PIASECZNO Po wprowadzeniu buspasa na Puławskiej, gmina wystąpiła do ZTM-u o dodatkowe autobusy. Trwają też przymiarki do utworzenia linii wahadłowej między Józefosławiem, a PKP Jeziorki. Miałaby ona zacząć funkcjonować w przyszłym roku
Po wprowadzeniu buspasa na Puławskiej gmina Piaseczno poprosiła ZTM o zwiększenie częstotliwości autobusu 709. Kolejny postulat dotyczył puszczenia autobusów przegubowych na linii 739, mimo że od września ZTM wprowadził na tej linii (obsługuje Józefosław i Julianów) kilka dodatkowych kursów. Na razie jednak przegubowców nie będzie, bo nie ma takich możliwości technicznych. Co do zwiększenia częstotliwości kursowania 709, cały czas trwają analizy.
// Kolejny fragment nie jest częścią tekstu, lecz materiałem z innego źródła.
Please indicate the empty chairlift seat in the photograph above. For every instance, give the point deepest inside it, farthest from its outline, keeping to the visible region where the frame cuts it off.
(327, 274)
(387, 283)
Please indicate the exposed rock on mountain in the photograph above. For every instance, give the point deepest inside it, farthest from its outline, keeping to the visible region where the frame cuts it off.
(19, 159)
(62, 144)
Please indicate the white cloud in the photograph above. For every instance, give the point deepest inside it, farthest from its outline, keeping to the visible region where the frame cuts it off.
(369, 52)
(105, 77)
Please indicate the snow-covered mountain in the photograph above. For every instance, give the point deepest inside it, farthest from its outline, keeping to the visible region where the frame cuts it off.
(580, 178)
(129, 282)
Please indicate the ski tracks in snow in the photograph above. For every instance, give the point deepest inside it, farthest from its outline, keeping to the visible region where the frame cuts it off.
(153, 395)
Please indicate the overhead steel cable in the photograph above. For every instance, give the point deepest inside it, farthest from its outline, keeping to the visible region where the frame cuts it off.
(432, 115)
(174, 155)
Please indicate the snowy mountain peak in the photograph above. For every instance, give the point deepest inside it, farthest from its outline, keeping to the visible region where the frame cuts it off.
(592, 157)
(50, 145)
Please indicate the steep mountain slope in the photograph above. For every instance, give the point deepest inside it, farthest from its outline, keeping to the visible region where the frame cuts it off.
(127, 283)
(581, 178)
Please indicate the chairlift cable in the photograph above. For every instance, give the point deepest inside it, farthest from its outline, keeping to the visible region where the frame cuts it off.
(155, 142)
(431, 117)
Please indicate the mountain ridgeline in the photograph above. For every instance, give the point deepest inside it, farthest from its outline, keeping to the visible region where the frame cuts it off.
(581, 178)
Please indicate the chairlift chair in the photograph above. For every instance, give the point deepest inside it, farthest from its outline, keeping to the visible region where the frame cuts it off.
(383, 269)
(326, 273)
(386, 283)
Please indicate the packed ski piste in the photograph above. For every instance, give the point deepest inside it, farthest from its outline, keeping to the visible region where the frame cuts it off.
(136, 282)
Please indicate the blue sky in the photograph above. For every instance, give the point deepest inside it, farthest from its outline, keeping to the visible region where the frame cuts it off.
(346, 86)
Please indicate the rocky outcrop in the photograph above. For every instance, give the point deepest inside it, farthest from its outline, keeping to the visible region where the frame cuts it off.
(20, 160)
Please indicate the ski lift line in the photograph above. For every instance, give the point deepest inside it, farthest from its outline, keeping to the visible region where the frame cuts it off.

– Żadne decyzje w tej sprawie jeszcze nie zapadły, choć jesteśmy w stałym kontakcie z ZTM-em – informuje Daniel Putkiewicz, burmistrz Piaseczna.
Niedawno pojawił się kolejny pomysł na usprawnienie transportu zbiorowego, który ma ucieszyć mieszkańców Józefosławia i Julianowa. Dotyczy on utworzenia tzw. linii wahadłowej, łączącej te dwie miejscowości z PKP Jeziorki, gdzie mieszkańcy będą mogli przesiąść się w pociągi Kolei Mazowieckich, a wkrótce także w SKM. Nowy autobus jeździłby ulicami Geodetów, Julianowską, Kameralną, Cyraneczki, Ogrodową, znów Geodetów, Puławską i Karczunkowską do stacji PKP.
– Prace nad nową linią trwają, trudno mi powiedzieć ile to wszystko potrwa – mówi Daniel Putkiewicz. – Czekamy na decyzję co do trasy i kosztów nowego autobusu. Bardzo pracochłonna jest także organizacja przejazdów. Nie chcemy, aby ten autobus zaczął jeździć kosztem innych linii. Sytuacja jest w tej chwili trudna. Brakuje kierowców i sprzętu. Przypominam, że cały czas walczymy o przywrócenie dawnej częstotliwości „elek”, w tym autobusu L39. Jest to naszym absolutnym priorytetem – podkreśla burmistrz.